2012.08.01 Worry, with a side of compost

Written by David Green.


I am eating Maddie’s crackers.

They are her favorites: Late July brand. “Organic, Classic Rich, Flaky, Buttery Tasting Crackers” it says on the box. Their expense keeps us from buying them except when they’re on sale. 

I bought the box several months ago in a moment of weakness at the food co-op in Ann Arbor. They weren’t on sale, but I missed Maddie and it sounded like she might be coming home. I thought she’d be happy to find them in the house after months of travel.

But then she changed her plans again and they’ve sat on the shelf, waiting, while she continued her travels in New Zealand.

And then a few weeks ago, she flew to Australia hoping to learn to surf and sail. Several days after landing, she arranged two sailing trips, one for two nights and the other for two weeks, and then planned to head home, probably by Aug. 24. 

And then Monday evening came this text:

“Would you be mad if I went back to New Zealand and worked/traveled in the north island?”

She was having some difficulty making flight arrangements for an August 24 departure and the ticket was going to cost way more than she anticipated. I’m not sure why she asked if I’d be mad. It doesn’t really matter if I get mad or jump up and down with joy. She’s going to do whatever she’s going to do, and it’s not looking like it’s going to involve getting on a plane any time soon.

So, tonight, looking for something to snack on after an uninspiring, weak dinner, I made a bold decision. The heck with saving the crackers for Maddie. Chances are, she won’t be home before their “Best by” date of Sept. 13, 2012. I opened the box and lavished them with peanut butter.

I am worn out from worry.

“Survived first night on the water and I love it,” she had texted a few days ago.

Oy. I had so hoped she would get seasick and not go on the next arrangement she’d made through a website, sailing with some unknown older man and some other girl.

I kicked myself for not encouraging her to take advantage of an internship she was offered back in April for this summer. An internship on the land, not the sea.

When Maddie took off for New Zealand in January, she had planned to return in May—either to begin an interesting internship in Santa Cruz, or, hopefully, to begin one of several other intern opportunities she was applying for in California.

Before she left, she had to spend a week at the Santa Cruz place, Love Apple Farms, to see if she and they were compatible, and for them to decide if she would be accepted into the Farm Apprenticeship Training Program. The visit would also allow her to see firsthand what it would be like.

It’s the kind of program she could probably have done at an organic farm in Michigan. But then she would be in Michigan, not California.
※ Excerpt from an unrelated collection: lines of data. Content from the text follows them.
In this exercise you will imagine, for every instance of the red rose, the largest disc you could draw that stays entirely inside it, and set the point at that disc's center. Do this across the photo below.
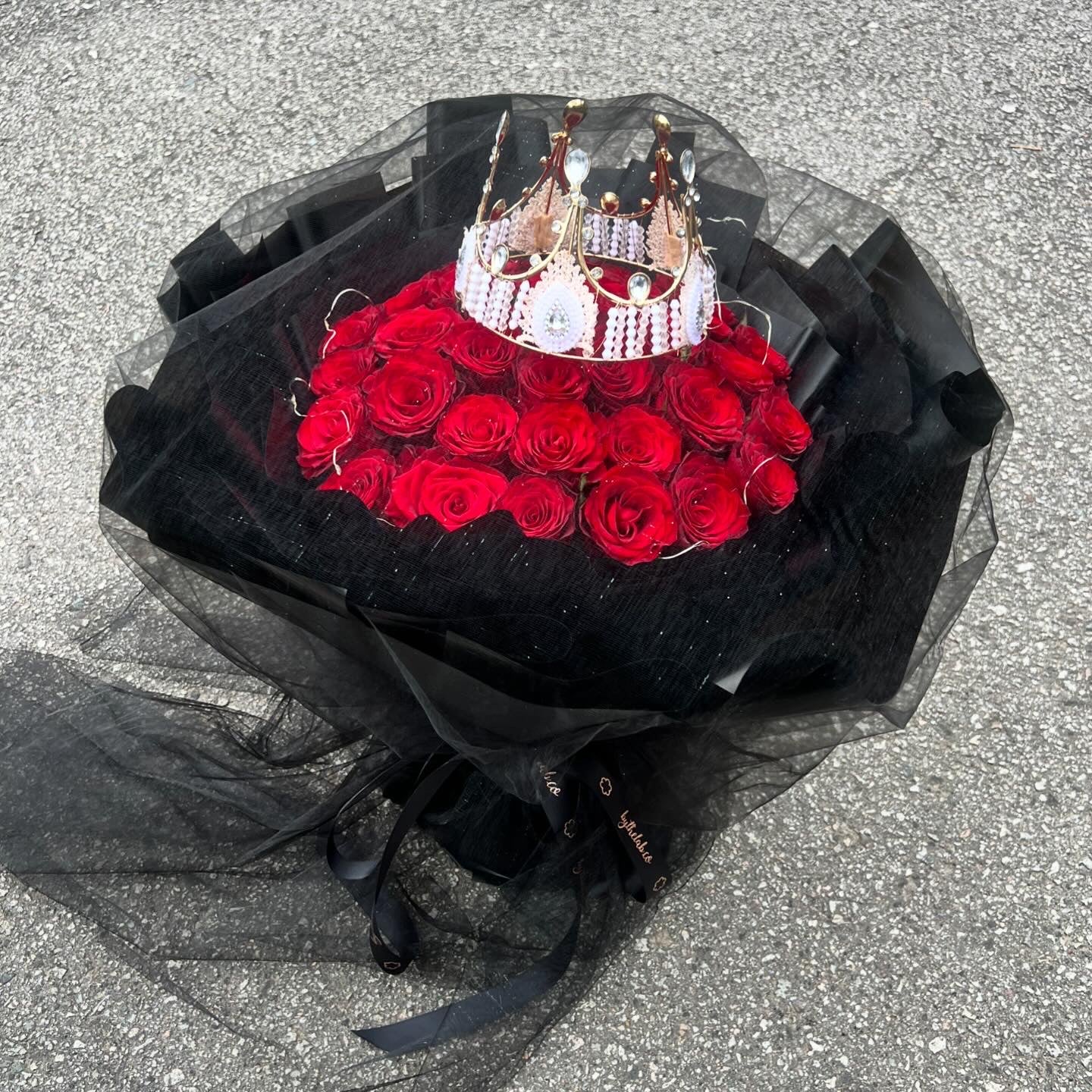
(767, 481)
(404, 504)
(441, 285)
(623, 380)
(635, 437)
(541, 507)
(355, 330)
(752, 343)
(708, 501)
(745, 374)
(367, 476)
(779, 423)
(409, 394)
(328, 428)
(434, 290)
(710, 413)
(630, 516)
(722, 323)
(557, 436)
(415, 294)
(415, 328)
(551, 378)
(481, 350)
(478, 425)
(343, 367)
(457, 493)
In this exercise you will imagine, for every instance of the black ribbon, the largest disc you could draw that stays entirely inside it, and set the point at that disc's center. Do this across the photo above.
(394, 936)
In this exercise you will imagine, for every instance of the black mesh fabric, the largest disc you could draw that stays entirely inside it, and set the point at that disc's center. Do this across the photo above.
(362, 655)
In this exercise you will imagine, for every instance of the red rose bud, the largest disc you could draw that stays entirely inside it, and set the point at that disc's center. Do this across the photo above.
(551, 378)
(708, 501)
(481, 350)
(479, 426)
(630, 516)
(541, 507)
(454, 494)
(623, 380)
(367, 476)
(403, 506)
(708, 412)
(554, 437)
(355, 330)
(768, 483)
(779, 423)
(327, 429)
(742, 372)
(722, 323)
(342, 369)
(434, 290)
(415, 329)
(752, 343)
(633, 437)
(407, 396)
(441, 285)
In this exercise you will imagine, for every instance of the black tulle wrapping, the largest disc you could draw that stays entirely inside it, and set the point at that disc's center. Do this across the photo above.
(707, 684)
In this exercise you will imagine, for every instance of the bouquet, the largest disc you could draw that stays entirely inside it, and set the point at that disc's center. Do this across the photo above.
(567, 491)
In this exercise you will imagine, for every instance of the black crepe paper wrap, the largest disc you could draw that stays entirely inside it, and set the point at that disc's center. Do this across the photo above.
(705, 684)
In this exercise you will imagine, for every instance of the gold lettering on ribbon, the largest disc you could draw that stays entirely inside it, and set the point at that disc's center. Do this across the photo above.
(640, 843)
(551, 786)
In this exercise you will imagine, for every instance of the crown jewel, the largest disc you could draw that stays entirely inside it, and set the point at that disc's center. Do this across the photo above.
(534, 272)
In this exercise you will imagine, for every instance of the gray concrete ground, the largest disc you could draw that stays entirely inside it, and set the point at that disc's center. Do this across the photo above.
(915, 916)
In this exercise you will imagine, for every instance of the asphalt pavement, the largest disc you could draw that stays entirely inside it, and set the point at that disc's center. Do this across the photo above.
(918, 915)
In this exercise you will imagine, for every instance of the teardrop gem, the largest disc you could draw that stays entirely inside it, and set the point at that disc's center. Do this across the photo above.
(577, 165)
(687, 165)
(639, 287)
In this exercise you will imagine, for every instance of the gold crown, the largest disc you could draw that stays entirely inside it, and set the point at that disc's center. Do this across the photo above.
(533, 272)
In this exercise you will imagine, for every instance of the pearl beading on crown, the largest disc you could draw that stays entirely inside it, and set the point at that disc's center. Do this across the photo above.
(532, 272)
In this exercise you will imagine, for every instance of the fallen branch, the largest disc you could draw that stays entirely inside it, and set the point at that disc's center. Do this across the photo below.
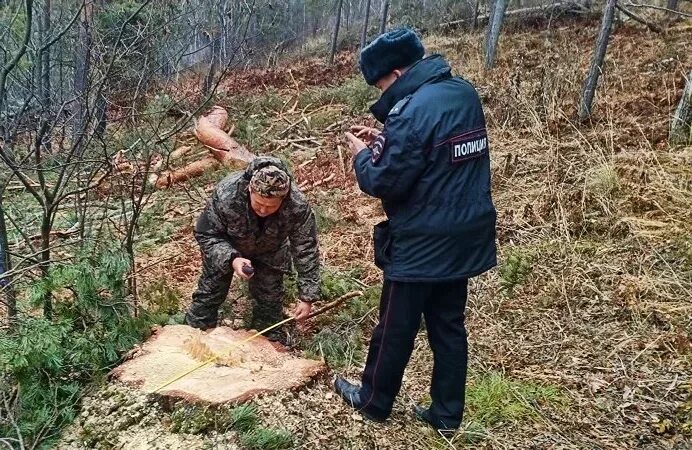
(659, 8)
(650, 25)
(192, 170)
(335, 303)
(555, 8)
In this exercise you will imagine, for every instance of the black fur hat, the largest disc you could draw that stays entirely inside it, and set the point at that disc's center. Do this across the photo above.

And California has the advantage of being California, so when Love Apple says it “integrates the rigors of traditional farming practices with modern organic and biodynamic values and sustainable, high-end farm to table standards,” that sounds a lot better than  a Michigan farm saying the same thing. 

Plus, “With unparalleled attention to detail and devotion to quality, owners Cynthia Sandberg and Daniel Maxfield have elevated Love Apple Farms from a small garden to a widely-renowned farm and agricultural education center”—in California.

“So, what’s the story?” I texted her after her visit. “Did you like Love Apple and vice versa?”

“Yeah, I don’t know. It was nice, but I won’t be super upset if they don’t want me,” she said.

“Was it the dead-gopher-in-the-compost bit that dampened your enthusiasm?” I asked.

I was referring to a gory detail in an e-mail she had sent while at Love Apple.

“Drank goat milk from a champagne glass 5 minutes after it was milked, shoveled a giant pile of compost, Swiss chard sautéed with garlic on quinoa for lunch, sat in on an aromatherapy class, shoveled and carried some more, farm dinner (I ate soup!) and now I have a 5 minute hot shower...not too bad!

“Oh and I picked up a torn apart gopher doggy poop style and buried it in the compost.”

“What?!” I emailed back. “How did it get torn apart? I thought compost isn’t supposed to have meat in it...”

“Dog,” she said explaining the gopher’s demise.” 

“I don’t know...Uncooked rodents are OK?” she surmised about the gopher’s final resting place.

Yes, uncooked rodents are OK in compost piles in America. Come back and learn some more, Maddie.